Documentation search results relevance improvements
Searching for "through" finds nothing:
This search should link at least these:
https://docs.djangoproject.com/en/3.2/topics/db/models/#extra-fields-on-many-to-many-relationships https://docs.djangoproject.com/en/3.2/ref/models/fields/#django.db.models.ManyToManyField.through
In English, the word "through" is a stopword and is ignored in the search against the English dictionary used in PostgreSQL.
From the PostgreSQL documentation:
Stop words are words that are very common, appear in almost every document, and have no discrimination value. Therefore, they can be ignored in the context of full text searching. For example, every English text contains words like a and the, so it is useless to store them in an index.
The English word "through" is not a stopword in another dictionary for example the Italian dictionary, and in fact the search in this language shows results:
https://docs.djangoproject.com/it/3.2/search/?q=through
I figured it might be something like that. Framework function names and stuff should bypass that logic somehow.
@boxed I don't think "through" is the only stopwords that matter in search. Perhaps it would be useful to have a list of these words and then think of a way to ensure that they are not discarded. Could you write a list of words not to be deleted starting from the official PostgreSQL stopwords list? https://github.com/postgres/postgres/blob/master/src/backend/snowball/stopwords/english.stop
Hm.. I don't know about a complete list. But certainly "where" is suspicious as it's a keyword in SQL. This becomes a bit tricky as "where" should probably just be searched when it's in a code block like select or similar. I think "now" is a bit doubtful it should be excluded too as it could be something you want to search for like datetime.now which I guess the current implementation just interprets as "datetime".

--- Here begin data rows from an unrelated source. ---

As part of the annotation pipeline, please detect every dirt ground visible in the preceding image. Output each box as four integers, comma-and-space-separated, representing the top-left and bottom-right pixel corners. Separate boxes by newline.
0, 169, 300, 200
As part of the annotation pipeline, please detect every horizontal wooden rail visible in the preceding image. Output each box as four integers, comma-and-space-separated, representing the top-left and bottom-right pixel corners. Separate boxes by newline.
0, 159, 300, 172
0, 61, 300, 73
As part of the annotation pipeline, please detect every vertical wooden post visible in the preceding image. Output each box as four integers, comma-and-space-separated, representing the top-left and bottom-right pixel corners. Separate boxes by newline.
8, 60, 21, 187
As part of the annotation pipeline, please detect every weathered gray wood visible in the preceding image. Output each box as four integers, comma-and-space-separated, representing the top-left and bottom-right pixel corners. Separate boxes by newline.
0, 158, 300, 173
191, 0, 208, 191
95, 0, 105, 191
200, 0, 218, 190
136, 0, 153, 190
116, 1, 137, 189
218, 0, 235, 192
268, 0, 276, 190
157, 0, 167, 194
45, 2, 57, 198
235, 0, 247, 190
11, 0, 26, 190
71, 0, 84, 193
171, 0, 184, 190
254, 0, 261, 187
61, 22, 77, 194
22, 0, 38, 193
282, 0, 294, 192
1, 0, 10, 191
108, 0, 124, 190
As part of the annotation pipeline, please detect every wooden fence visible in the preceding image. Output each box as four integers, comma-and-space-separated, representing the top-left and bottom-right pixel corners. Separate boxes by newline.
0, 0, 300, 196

That's what I could find reading through this list. I think one could image a solution where the search is run and there are no hits, then it's re-run but ignoring stopwords. This would fix the worst case at least.
This issue has been automatically marked as stale because it has not had recent activity. It will be closed if no further activity occurs. Thank you for your contributions.

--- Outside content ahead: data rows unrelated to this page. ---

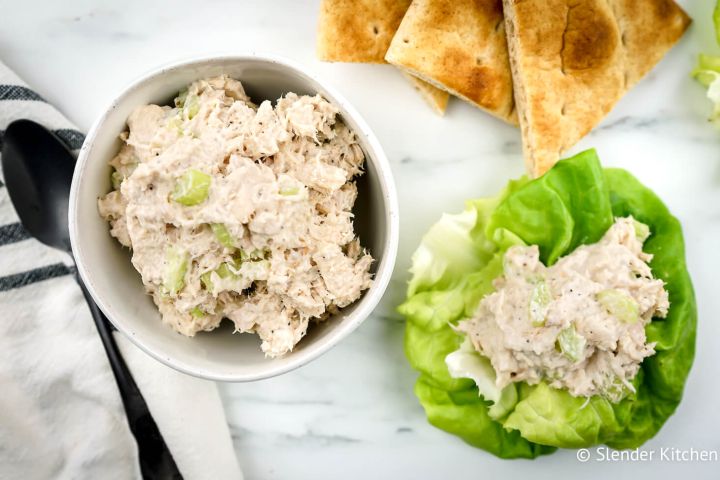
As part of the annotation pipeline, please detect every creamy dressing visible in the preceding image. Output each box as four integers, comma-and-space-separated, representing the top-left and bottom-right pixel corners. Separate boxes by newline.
450, 218, 669, 401
98, 76, 373, 356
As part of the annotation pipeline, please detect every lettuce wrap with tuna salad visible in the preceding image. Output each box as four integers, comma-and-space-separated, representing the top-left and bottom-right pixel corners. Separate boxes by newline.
399, 150, 697, 458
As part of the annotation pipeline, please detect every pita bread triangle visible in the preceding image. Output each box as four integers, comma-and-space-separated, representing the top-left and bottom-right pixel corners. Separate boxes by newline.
385, 0, 517, 124
317, 0, 450, 115
503, 0, 690, 177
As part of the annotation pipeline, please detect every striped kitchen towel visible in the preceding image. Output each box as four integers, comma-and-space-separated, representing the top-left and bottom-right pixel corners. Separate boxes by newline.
0, 63, 138, 479
0, 62, 242, 480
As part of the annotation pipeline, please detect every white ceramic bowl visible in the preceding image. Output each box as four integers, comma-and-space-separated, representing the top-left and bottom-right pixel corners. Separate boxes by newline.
69, 54, 398, 381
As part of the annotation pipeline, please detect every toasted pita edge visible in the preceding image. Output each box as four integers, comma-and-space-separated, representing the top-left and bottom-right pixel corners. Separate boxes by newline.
502, 0, 691, 178
385, 54, 518, 126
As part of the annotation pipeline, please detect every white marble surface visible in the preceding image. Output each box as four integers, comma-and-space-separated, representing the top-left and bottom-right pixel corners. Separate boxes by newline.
0, 0, 720, 480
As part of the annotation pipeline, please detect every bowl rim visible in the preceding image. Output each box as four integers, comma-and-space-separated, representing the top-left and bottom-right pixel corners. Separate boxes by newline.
68, 52, 399, 382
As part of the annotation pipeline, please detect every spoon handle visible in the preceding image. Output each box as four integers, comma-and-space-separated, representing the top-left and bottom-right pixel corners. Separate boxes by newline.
75, 273, 182, 480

We can try to create a custom English dictionary without relevant words for Django.
Noting the issue with stopwords – and also from #1496, we got the following recommendation:
Optimize the Documentation Search Algorithm: Evaluate the improvement of the internal search algorithm to provide more accurate and relevant results in response to user queries.
I’ve re-titled the issue accordingly so we consider more improvements than just stopwords refinements.
Related: Site-wide search #1499.
Considering this simple and limited scope change has seen no improvement in several years, I don't think broadening the scope of the issue is a good idea.
Talking about this issue not moving forward... Could we maybe consider building something simple in front of the current code that does a very simple string matching on just the titles in the documentation and showing that first? Maybe other hard coded searches could be added too, since for example searching "group by" shows nothing of relevance.
If anyone really wants to fix the issue with stopwords only – that’s still as welcome as it was until now.
This is a volunteer-run project, and this hasn’t been picked up in three years of it being defined as quite a narrow improvement. I think putting this in the broader context of search improvements will make it clearer to potential contributors what the goal here is. Personally what I’d like to see is a more strategic approach to this where we look at analytics on what searches are being made that have 0 results.
I don’t like the idea of hard-coded searches as we simply don’t have the capacity to maintain that kind of content. I’d rather we set up boosting based on headings (if that’s not already the case).
I agree on the statistics being very useful.